I'm occasionally perplexed by my own gaming habits. During the past few years I've found myself setting aside or even foregoing certain games I've had every reason to enjoy. Even worse, I've occasionally spent hours on games that would normally bore me. It wasn't until the Call of Duty 4 multiplayer beta that I could put my finger on what was up.
I wasn't overly excited when I received a COD 4 multiplayer beta invite last month. Though I'm an Infinity Ward enthusiast, and I thoroughly enjoyed the single-player campaigns of both Call of Duty and Call of Duty 2, the series' multiplayer components never drew me in. The beta languished on my 360's hard drive for nearly a week before I checked it out.
Once I started playing, I couldn't stop. On the surface it was just another well-built multiplayer shooting gallery, exactly what I expected from the franchise. There was an unexpected new layer to the combat, though: a kill- and experience-based ranking system, built atop the conventional multiplayer game, which offered a robust set of rewards. Every time I took an enemy down, I earned points toward a new rank. Every time I achieved a new rank, I unlocked new weapons, equipment or abilities. And each new unlock gave me a slightly new way to play.
The game even displayed player progress with a horizontal bar at the bottom of the screen that, in classic RPG fashion, inched ever forward toward the next rank. Each successful kill actually broadcast its value via an experience number that flashed for an instant above the downed enemy. Ranking up even triggered an immediate in-game notification, complete with cool visual and audio effects.
I kept at the COD 4 multiplayer beta for two weeks solid, cycling through the same three maps, eagerly working my way toward higher ranks, improved weapons and more useful perks. When I finally set it aside, it wasn't because I'd become bored of its steady stream of rewards, I just couldn't bear earning more accomplishments that would be erased when the beta closed.

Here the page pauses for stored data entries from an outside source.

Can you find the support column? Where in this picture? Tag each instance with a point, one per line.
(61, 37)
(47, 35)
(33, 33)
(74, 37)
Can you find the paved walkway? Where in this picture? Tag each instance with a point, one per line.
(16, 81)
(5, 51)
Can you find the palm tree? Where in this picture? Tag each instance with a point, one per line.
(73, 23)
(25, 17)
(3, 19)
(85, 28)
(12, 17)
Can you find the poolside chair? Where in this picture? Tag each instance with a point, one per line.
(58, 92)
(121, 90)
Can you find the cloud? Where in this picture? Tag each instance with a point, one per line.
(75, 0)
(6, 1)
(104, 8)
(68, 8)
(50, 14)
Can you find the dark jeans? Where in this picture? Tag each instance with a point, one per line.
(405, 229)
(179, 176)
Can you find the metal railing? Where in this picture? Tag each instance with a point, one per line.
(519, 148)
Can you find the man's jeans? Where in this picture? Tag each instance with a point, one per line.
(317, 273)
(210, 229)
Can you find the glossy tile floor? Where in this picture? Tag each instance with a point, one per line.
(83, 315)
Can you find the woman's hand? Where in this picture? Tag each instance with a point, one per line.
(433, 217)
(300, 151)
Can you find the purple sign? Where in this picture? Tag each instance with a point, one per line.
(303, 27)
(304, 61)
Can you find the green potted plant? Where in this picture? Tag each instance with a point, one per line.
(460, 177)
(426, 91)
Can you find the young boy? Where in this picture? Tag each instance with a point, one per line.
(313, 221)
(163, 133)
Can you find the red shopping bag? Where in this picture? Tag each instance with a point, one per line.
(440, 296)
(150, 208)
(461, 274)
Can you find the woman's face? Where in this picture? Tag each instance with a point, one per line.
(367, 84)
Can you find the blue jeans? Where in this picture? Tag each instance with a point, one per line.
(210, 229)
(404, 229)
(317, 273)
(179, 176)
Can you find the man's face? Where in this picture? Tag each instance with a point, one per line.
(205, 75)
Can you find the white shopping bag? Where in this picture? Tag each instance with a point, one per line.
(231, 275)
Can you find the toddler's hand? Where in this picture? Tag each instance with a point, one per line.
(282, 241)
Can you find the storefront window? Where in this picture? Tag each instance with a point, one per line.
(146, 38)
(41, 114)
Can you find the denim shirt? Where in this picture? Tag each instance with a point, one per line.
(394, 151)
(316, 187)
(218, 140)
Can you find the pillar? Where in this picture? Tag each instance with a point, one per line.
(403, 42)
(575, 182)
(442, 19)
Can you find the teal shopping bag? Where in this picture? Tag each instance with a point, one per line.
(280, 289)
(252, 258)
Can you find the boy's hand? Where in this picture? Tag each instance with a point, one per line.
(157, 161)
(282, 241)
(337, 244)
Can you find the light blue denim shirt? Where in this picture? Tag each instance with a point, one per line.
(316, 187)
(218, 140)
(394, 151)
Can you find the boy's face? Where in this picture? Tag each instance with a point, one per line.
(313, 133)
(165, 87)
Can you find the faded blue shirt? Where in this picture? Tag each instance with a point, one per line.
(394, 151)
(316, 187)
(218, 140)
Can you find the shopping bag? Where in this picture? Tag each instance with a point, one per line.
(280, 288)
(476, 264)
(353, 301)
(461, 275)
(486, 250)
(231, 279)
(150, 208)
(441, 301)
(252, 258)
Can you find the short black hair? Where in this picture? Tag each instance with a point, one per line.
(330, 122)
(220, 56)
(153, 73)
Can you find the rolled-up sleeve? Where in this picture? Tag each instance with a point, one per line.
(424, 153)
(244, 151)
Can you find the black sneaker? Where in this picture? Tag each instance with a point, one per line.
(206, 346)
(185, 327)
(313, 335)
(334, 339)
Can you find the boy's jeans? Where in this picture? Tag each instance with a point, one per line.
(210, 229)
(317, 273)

In retrospect, I shouldn't have been surprised by how taken I was by the game's system of ranks and unlockables. After all, it was the same press-lever-receive-treat mechanic that drove me (and millions of others) to sink countless hours into games like World of Warcraft. It didn't matter that I was headshotting insurgents instead of hacking murlocs. The reward function and its effect were the same.